One attacker smashed Martin across the face with a rock and ripped his bag from his back using his knife.
‘I was trying to reason with them, but they were totally out of control’
“They had large hunting knives that looked about 12 inches (30cm) long, then they really started roughing us up.
“Janet started saying to them: ‘Would you treat your mother like this?'”
Every time she said it they beat her again.
“I was trying to reason with them, but they were totally out of control,” she said.
“I think they were drugged up,” said Martin. “They were completely senseless – there was no rationale.
“If they had just come to us with knives I would have given them the money equally.”
The attackers took a camera, Janet’s watch and wedding ring and cellphone before forcing them down the slope away from the road, throwing rocks at them as they walked.
About 30m down the slope the attackers used the couples’ shoelaces to bind their feet and hands.
“We were feeling very faint and we were beginning to pass out and they told us to lie down. One of them kept saying: ‘Don’t kill them. Don’t kill them.’
“Our worst thoughts were that they would slit our throats, or rape.
“Janet said to me in Hebrew: ‘We’re going to pray to god,’ and then they left us.”
When Janet tried to raise her head, they threw rocks at her, and then the couple were left alone, dehydrated, drenched in blood and weak.
Staggering back to the road, they collapsed repeatedly.
“There were flies all around us. The blood was caked everywhere.”
Reaching a bench at a viewing site, Martin said: “We can’t stay here. We’re losing too much blood.”
Staggering again down the jeep track, they saw a group of hikers approaching – the Jouberts. They gave them water, mopped their brows, applied a tourniquet to Martin’s worst wound and called rescuers, who airlifted the couple to hospital.
“They saved us,” said Janet of the Jouberts.
The Sterns have visited Hermanus annually for the past 10 years.

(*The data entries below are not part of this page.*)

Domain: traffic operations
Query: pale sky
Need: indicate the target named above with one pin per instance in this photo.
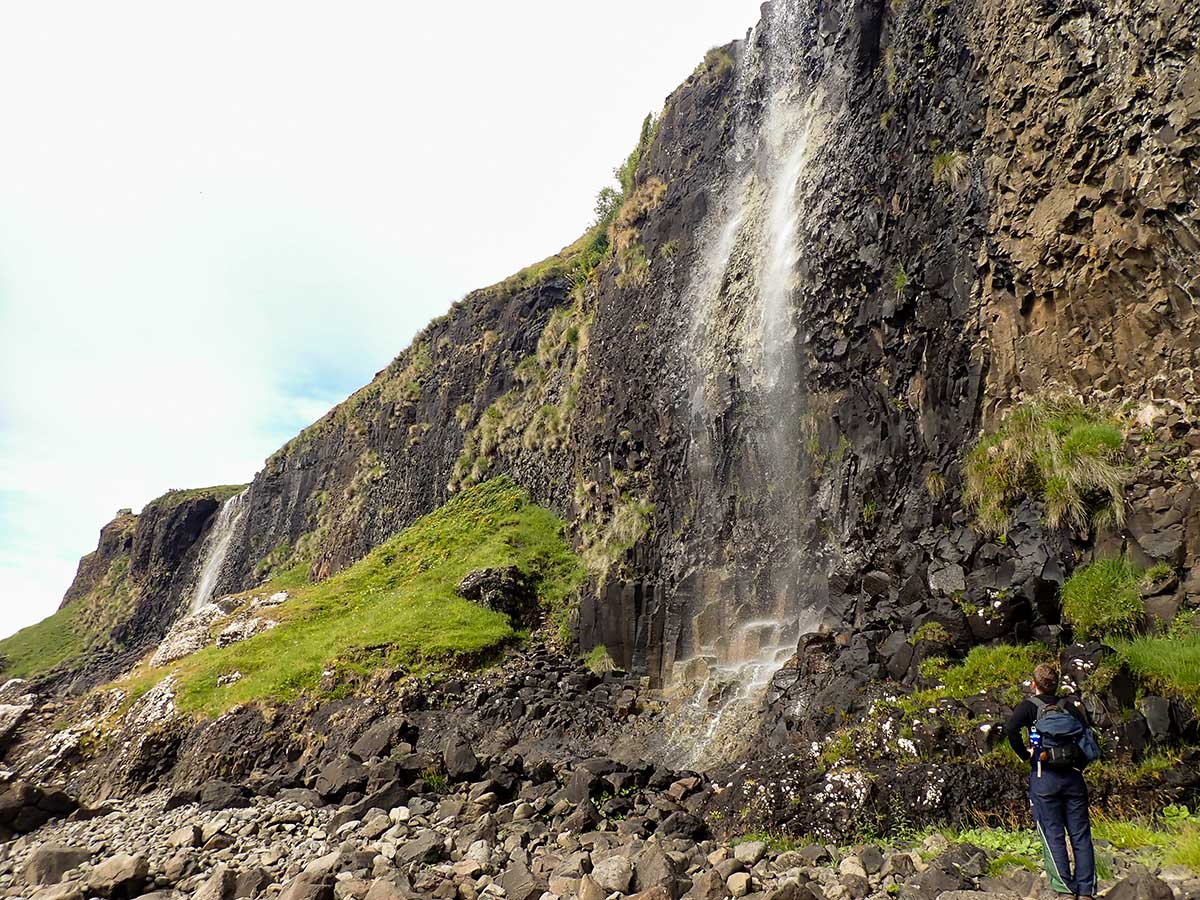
(217, 220)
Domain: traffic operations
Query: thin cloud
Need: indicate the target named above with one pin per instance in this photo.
(216, 222)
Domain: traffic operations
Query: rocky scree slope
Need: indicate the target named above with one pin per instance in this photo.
(1000, 201)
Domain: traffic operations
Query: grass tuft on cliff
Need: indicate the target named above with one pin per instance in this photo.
(1103, 598)
(395, 607)
(1055, 450)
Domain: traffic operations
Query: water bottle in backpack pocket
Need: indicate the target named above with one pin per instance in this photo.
(1065, 742)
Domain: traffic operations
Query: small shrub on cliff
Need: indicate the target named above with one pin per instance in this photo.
(1103, 598)
(951, 169)
(1059, 451)
(599, 660)
(717, 61)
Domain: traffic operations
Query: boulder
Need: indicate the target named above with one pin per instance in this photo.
(341, 777)
(738, 883)
(792, 889)
(119, 877)
(1141, 886)
(750, 852)
(504, 589)
(520, 883)
(425, 849)
(589, 889)
(459, 757)
(185, 837)
(222, 885)
(711, 886)
(653, 868)
(381, 738)
(613, 874)
(65, 891)
(655, 893)
(305, 887)
(387, 889)
(221, 795)
(49, 862)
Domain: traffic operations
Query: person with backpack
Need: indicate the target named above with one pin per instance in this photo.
(1061, 744)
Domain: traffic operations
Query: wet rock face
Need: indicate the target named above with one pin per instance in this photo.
(1001, 195)
(505, 591)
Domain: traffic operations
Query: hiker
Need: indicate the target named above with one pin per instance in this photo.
(1057, 791)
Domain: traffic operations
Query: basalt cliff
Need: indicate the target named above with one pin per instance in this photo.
(888, 335)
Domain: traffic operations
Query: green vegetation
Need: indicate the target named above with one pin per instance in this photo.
(985, 669)
(933, 631)
(396, 607)
(39, 648)
(1168, 665)
(999, 667)
(624, 233)
(951, 169)
(1014, 849)
(599, 660)
(1103, 598)
(1173, 839)
(82, 625)
(717, 63)
(604, 546)
(775, 843)
(1055, 450)
(538, 413)
(219, 492)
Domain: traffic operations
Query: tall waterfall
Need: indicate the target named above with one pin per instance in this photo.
(753, 593)
(216, 547)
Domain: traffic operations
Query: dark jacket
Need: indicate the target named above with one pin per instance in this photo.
(1026, 713)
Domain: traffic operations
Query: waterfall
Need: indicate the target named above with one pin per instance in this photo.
(216, 547)
(754, 589)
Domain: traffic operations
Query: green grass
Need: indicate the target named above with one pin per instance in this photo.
(985, 669)
(1013, 849)
(71, 631)
(599, 660)
(397, 606)
(217, 492)
(1165, 665)
(1186, 850)
(931, 631)
(775, 843)
(41, 647)
(1103, 598)
(1054, 450)
(951, 169)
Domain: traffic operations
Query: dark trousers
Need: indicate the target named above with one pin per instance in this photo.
(1060, 808)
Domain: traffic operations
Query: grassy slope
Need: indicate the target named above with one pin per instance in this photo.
(87, 622)
(72, 630)
(394, 607)
(39, 648)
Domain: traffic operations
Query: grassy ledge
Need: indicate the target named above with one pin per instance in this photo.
(395, 607)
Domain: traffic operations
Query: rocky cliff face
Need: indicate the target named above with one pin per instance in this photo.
(850, 241)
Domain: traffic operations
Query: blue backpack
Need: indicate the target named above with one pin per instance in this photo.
(1065, 741)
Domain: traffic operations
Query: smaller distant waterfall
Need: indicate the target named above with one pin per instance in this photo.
(216, 547)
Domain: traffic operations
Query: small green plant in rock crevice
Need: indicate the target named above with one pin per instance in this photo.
(1103, 598)
(1169, 665)
(951, 169)
(599, 660)
(1055, 450)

Now settled in Toronto where Martin works in finance, they said they left South Africa in 1986 for business reasons. Fernkloof was a hiking route Martin said they hiked once or twice a year.
The Sterns said they had been overwhelmed by the treatment they had received in Hermanus and would continue to visit South Africa. He and Janet shared a ward yesterday and looked relatively cheerful.

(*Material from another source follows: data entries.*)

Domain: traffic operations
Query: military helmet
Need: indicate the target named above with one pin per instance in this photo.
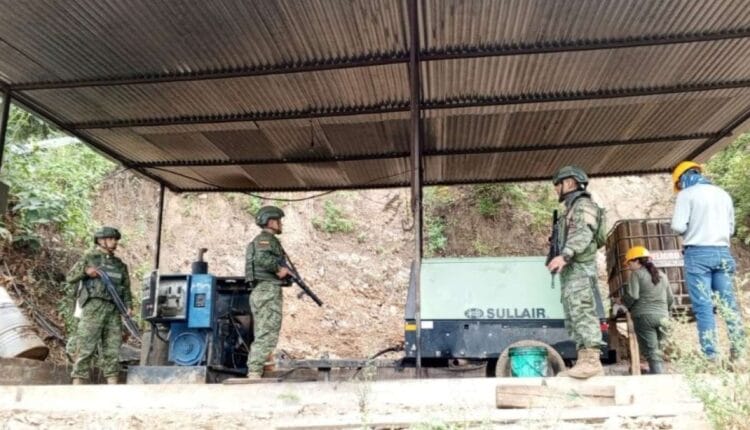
(266, 213)
(571, 172)
(107, 232)
(680, 170)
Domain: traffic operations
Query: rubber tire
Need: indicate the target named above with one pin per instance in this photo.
(555, 362)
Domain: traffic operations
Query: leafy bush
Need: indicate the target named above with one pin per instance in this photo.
(435, 235)
(730, 169)
(537, 200)
(437, 202)
(50, 184)
(333, 220)
(721, 385)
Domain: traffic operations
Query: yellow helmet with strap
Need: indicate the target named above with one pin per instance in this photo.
(635, 253)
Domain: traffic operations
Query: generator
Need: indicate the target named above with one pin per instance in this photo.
(201, 325)
(475, 308)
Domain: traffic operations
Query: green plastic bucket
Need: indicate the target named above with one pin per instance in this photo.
(528, 361)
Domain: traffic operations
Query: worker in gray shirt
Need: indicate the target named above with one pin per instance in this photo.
(704, 216)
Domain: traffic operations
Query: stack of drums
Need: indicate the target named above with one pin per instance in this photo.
(665, 247)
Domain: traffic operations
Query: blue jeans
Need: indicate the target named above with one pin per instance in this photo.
(709, 270)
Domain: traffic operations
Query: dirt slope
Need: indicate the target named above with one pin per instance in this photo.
(362, 276)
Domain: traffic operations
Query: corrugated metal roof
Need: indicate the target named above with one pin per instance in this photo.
(289, 95)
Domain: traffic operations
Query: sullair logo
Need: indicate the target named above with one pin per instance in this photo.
(474, 313)
(506, 313)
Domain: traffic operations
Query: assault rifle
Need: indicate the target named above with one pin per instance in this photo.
(554, 247)
(129, 323)
(295, 278)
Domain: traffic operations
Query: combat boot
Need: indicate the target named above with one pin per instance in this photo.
(588, 364)
(254, 376)
(565, 372)
(655, 367)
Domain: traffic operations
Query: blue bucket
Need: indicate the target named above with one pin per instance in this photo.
(528, 361)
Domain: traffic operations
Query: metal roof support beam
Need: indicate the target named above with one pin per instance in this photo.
(454, 103)
(449, 53)
(4, 117)
(416, 170)
(429, 153)
(403, 184)
(725, 132)
(31, 106)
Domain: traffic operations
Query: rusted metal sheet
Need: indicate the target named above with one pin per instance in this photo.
(167, 375)
(17, 337)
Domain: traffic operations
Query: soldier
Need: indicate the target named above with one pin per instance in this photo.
(262, 269)
(704, 216)
(100, 324)
(579, 237)
(649, 299)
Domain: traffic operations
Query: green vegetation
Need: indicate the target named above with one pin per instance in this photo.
(50, 185)
(437, 201)
(722, 386)
(333, 220)
(730, 169)
(436, 240)
(537, 200)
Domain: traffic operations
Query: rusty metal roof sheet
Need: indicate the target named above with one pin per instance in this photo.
(289, 95)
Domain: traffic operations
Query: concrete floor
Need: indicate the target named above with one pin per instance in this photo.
(430, 403)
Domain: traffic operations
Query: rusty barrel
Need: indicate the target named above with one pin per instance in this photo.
(17, 337)
(664, 245)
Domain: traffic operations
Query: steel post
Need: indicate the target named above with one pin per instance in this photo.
(159, 221)
(416, 169)
(4, 123)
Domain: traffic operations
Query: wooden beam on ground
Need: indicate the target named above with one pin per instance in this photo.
(544, 396)
(635, 353)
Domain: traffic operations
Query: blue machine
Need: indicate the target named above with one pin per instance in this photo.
(208, 318)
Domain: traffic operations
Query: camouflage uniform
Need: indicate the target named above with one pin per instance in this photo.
(649, 305)
(579, 277)
(266, 299)
(100, 324)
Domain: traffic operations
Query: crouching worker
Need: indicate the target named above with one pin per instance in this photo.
(266, 300)
(649, 299)
(100, 325)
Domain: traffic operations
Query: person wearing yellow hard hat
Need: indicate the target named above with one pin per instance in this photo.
(649, 299)
(704, 216)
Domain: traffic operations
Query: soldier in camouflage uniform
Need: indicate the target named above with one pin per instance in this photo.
(100, 325)
(263, 271)
(578, 228)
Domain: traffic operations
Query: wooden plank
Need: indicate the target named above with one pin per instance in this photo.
(543, 396)
(635, 354)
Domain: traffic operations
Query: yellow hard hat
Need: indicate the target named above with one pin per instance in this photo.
(636, 252)
(682, 168)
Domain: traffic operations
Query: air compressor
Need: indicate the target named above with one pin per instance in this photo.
(206, 318)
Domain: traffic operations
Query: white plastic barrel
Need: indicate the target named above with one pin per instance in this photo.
(17, 337)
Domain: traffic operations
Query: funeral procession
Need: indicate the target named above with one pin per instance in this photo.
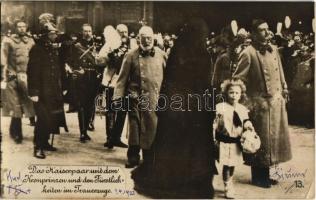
(157, 99)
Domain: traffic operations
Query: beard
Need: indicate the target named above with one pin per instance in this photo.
(146, 48)
(21, 34)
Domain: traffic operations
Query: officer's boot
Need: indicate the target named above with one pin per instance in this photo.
(16, 130)
(82, 125)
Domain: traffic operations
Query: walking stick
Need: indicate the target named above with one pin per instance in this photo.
(52, 141)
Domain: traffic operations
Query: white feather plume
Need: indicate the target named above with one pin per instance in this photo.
(234, 27)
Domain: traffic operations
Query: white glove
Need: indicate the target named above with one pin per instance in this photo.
(34, 99)
(3, 85)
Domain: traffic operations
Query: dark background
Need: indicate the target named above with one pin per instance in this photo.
(163, 16)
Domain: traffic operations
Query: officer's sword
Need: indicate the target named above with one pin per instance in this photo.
(86, 51)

Janet’s top lip was swollen on one side, and Martin’s right hand bandaged. A gash ran across the bridge of his nose.
Dried blood caked their fingernails.
Grant Forbes, reserve manager at Fernkloof, said that in the first attack two months ago, an Italian couple were approached from behind and held up at knifepoint: “They didn’t see the guys’ faces.”

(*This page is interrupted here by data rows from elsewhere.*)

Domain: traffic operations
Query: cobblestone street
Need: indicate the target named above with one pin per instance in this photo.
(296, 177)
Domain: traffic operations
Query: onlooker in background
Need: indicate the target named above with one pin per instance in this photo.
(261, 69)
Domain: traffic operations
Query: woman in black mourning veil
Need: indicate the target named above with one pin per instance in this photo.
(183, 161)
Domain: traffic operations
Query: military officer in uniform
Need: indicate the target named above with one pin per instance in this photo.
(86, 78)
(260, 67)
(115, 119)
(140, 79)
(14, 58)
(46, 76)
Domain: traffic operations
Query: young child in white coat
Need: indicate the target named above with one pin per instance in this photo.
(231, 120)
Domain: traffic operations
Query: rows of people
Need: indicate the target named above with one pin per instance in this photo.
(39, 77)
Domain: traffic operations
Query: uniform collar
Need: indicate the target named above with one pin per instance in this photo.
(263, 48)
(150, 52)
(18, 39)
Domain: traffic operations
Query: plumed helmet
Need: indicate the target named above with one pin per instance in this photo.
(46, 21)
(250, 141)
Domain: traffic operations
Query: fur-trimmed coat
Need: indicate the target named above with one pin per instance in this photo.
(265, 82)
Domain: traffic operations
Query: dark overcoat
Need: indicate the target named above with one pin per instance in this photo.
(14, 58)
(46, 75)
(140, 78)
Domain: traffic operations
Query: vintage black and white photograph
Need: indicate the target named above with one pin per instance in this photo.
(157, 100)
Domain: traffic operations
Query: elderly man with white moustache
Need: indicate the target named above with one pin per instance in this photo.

The other two attacks were similar. In the second, a woman was slapped in the face, and in the most recent attack, three weeks ago, eight hikers were mugged by two men who beat them with their own walking sticks.
In each incident the attackers were two men, although police Inspector David Payne said there was no evidence linking the attacks, which all occurred on the same trail, in the same area.
Zybrandts said two men were apprehended by baboon monitors after the third attack, but they were released due to a lack of evidence.
“Their excuse was that they were looking for jobs,” he said.
A sign was erected at the entrance to Fernkloof a week ago, warning hikers to be vigilant, and offering emergency phone numbers. Martin Stern said he hadn’t seen the sign and, had they been aware of the attacks, they wouldn’t have hiked in the area alone.
Zybrandts said signs were now being erected at all informal entry points to the trail, encouraging hikers to walk in large groups and to start at the main entrance. Security guards would be provided for large groups and small groups would be given pepper spray canisters and whistles. While law enforcement teams did patrol the trails during the holiday season, their number was being increased.
“I just want them to catch these guys,” Martin Stern said.
Anyone with information to claim the reward can contact the police on 0860010111.